PublishedDoubleday, December 2024 |
ISBN9780857529756 |
FormatHardcover, 320 pages |
Dimensions24.1cm × 16cm × 3.1cm |
An evocative literary memoir of life as a carpenter, splinters and all; this is a book for anyone who has ever whittled something out of wood or dreamt about doing so.
Ingrained is a love letter to trees, timber and craftsmanship - and to finding your own voice.
The eldest son of a Master Woodworker, Callum Robinson spent his childhood surrounded by wood and trees, absorbing craft lessons in his father's workshop, playing amongst the sycamore, oak and Scots pine that bordered his home. In time he became his father's apprentice, helping to create exquisite bespoke objects. But eventually the need to find his own path led him to establish his own workshop; to chase ever bigger and more commercial projects, to business meetings, bright lights and bureaucracy, to lose touch with his roots. Until the devastating loss of one major job threatened to bring it all crashing down. Faced with the end of his business, his team and everything he had worked so hard to build, he was forced to question what mattered most.
In beautifully wrought prose, Callum tells the story of returning to the workshop, and to the wood; to handcrafting furniture for people who will love it, and then pass it on to the next generation - antidotes to a culture where everything seems so easily disposable.
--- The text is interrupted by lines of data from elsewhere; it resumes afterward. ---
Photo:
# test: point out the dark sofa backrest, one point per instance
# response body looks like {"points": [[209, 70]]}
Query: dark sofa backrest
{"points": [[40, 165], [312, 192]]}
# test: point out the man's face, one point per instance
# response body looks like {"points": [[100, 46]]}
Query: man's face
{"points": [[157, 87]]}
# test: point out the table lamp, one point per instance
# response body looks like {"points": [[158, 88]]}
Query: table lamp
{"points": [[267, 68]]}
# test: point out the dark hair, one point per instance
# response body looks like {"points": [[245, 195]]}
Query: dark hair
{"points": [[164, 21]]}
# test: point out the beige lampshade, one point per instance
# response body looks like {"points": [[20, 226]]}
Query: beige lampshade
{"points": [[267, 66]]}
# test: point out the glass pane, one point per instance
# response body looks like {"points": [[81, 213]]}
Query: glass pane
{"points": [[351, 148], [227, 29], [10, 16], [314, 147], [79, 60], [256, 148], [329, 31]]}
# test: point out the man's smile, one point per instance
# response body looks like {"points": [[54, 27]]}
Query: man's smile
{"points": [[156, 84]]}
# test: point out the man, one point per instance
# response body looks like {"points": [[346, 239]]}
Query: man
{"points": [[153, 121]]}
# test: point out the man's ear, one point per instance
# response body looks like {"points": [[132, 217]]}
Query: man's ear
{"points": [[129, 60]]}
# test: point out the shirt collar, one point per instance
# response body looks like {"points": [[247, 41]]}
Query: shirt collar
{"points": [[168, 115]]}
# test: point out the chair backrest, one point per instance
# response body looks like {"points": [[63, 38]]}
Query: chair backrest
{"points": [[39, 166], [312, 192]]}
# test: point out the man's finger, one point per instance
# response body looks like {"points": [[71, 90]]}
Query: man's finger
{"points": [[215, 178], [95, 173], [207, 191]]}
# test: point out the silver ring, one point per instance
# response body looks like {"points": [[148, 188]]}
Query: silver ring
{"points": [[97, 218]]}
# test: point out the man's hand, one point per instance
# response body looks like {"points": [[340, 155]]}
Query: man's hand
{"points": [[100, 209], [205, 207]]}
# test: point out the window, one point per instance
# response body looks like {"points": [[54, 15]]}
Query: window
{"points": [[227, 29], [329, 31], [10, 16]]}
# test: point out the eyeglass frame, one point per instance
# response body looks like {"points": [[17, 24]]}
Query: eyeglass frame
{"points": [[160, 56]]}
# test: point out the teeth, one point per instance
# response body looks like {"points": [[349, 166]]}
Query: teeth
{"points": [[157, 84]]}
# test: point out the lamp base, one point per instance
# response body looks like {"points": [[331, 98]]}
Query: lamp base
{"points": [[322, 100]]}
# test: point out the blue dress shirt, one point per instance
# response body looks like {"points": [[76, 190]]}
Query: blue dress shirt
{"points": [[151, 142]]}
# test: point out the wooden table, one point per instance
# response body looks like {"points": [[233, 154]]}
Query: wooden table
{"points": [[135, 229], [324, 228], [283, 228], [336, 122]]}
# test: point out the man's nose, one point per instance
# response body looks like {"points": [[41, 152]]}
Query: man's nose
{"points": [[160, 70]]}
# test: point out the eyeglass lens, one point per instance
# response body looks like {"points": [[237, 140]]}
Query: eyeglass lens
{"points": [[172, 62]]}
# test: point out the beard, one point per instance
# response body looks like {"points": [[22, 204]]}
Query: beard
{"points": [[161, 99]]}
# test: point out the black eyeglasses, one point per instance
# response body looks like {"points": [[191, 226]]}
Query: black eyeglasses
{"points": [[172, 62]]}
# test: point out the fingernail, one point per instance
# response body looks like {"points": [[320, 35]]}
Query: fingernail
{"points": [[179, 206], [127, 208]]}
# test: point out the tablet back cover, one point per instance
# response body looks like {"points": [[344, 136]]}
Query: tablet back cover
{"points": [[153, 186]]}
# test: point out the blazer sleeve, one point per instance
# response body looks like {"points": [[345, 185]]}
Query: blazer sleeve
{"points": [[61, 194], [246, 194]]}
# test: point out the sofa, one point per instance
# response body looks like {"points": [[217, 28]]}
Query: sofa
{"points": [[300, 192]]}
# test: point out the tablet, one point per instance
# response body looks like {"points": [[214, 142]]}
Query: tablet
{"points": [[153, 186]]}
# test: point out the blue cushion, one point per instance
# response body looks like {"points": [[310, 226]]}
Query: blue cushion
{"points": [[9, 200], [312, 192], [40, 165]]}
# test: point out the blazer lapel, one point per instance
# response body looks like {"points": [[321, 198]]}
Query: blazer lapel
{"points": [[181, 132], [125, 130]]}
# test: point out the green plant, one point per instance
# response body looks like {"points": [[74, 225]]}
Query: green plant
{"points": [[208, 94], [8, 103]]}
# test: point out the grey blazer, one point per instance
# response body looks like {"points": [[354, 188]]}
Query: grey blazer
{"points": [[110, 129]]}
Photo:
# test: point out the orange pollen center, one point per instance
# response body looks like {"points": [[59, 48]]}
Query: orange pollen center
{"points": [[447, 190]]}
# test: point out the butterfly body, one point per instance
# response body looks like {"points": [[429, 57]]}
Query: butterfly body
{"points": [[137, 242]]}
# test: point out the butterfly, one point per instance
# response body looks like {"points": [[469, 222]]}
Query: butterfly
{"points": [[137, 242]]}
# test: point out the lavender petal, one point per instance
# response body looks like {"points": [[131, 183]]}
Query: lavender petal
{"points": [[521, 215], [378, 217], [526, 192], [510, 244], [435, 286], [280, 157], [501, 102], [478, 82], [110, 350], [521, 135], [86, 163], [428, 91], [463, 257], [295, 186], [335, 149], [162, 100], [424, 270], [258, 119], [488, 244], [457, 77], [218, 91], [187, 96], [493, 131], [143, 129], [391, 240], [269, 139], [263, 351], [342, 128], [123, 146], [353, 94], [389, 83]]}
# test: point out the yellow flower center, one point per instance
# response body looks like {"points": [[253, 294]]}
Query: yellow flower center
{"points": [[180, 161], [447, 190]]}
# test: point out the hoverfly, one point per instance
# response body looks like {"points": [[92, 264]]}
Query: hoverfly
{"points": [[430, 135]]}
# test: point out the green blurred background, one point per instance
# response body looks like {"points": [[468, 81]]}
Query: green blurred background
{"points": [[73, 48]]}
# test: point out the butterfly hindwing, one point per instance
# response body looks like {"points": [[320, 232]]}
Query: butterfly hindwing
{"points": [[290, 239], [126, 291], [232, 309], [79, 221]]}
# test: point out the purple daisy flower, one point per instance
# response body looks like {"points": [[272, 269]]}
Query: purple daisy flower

As he does so, he brings us closer to nature, and to the physical act of creation. At the same time, we begin to understand how he has been shaped, as both a craftsman and a son.
Blending memoir and nature writing at its finest, Ingrained is an uplifting meditation on the challenges of working with your hands in our modern age, on community, consumerism, and the beauty of the natural world - one that asks us to see our local trees, and our own wooden objects, in a new and revelatory light.